Loneliness is even worse for women of color
Not only is it lonely at the top, but it’s less diverse, too. The Lean In report found that only one in four people in the C-suite is a woman and only one in 20 is a woman of color. Meanwhile, TheLi.st study saw that feeling of loneliness is especially exacerbated for Black women and women of color, whose isolation is compounded by a lack of respect. Only one in five women of color strongly agree that they feel respected at work, compared to over a third of white women.
“We’re still only about one to two generations in where women have been allowed to work, let alone where they’re getting to the C-suite,” says Bea Arthur, therapist and founder of The Difference, an on-demand therapy service. “I can tell you from my own experience as an entrepreneur and working with high performers in general that if you see a woman or a person of color at the top, you know they’ve been through some shit to get there and to stay there.”
And it’s not necessarily any easier even when you’re your own boss, as Arthur can attest, recalling a time when she was the first and only Black woman and one of eight female founders at Y Combinator, a startup accelerator company, back in 2015. To help navigate her experience of often being the “first, only and different” as showrunner Shonda Rhimes once described it, Arthur leaned on the help of a coach.
“My coach reminded me that respect comes from the Latin word respicere, which means to ‘look back at, or regard,’” she says. “And that’s the thing.
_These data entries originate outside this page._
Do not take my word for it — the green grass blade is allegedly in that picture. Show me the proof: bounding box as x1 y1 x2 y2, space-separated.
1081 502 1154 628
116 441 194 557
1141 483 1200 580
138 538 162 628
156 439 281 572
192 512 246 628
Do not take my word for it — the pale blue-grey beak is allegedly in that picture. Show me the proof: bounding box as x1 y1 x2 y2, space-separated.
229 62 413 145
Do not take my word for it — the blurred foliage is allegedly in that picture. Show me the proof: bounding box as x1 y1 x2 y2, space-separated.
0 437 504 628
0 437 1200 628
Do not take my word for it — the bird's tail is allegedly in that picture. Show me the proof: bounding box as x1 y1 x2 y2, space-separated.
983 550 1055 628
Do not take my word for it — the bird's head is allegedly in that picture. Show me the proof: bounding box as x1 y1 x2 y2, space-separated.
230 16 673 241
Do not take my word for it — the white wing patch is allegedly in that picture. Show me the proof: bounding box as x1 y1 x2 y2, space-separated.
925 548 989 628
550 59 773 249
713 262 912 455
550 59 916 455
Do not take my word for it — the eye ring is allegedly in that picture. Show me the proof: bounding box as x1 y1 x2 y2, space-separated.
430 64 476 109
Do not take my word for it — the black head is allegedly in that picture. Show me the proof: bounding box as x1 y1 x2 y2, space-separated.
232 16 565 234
It doesn’t matter how much I’ve done, they’ll never see me as valuable. The “not being seen” piece…that’s what loneliness is—feeling alone, feeling unsupported. It’s exactly what they say, being a brown person you have to work twice as hard to get half as far.”
How to combat loneliness in the workplace
In addition to coaching, Arthur has relied heavily on coworking spaces and community groups, such as TheLi.st, to help feel less alone.
“Being a member of a good coworking space that does programming, content and events where I could see other founders come and speak and meet other entrepreneurs has been such a game changer,” says Arthur. “Working from home has great flexibility, but every now and then it helps to be around other people.”
Hamilton suggests budgeting time and proactively reaching out to your friends and professional network to schedule lunch dates and coffee dates, whether they’re in-person or virtual. After all, friendships have been proven to improve our physical and mental health. But at the end of the day, it’s on companies and policies to provide better working conditions for women, especially those who are underrepresented in leadership positions.
“All the coaching we give women about how they can have better work-life balance, we have to cut that out. This is a systemic societal problem,” says Hamilton. “My advice is to be gentle with yourself and understand the challenge that’s in front of you. You don’t get the promotion because you work hard. You get the promotion, because somebody above you, who has the authority to amplify you, thinks you work hard.”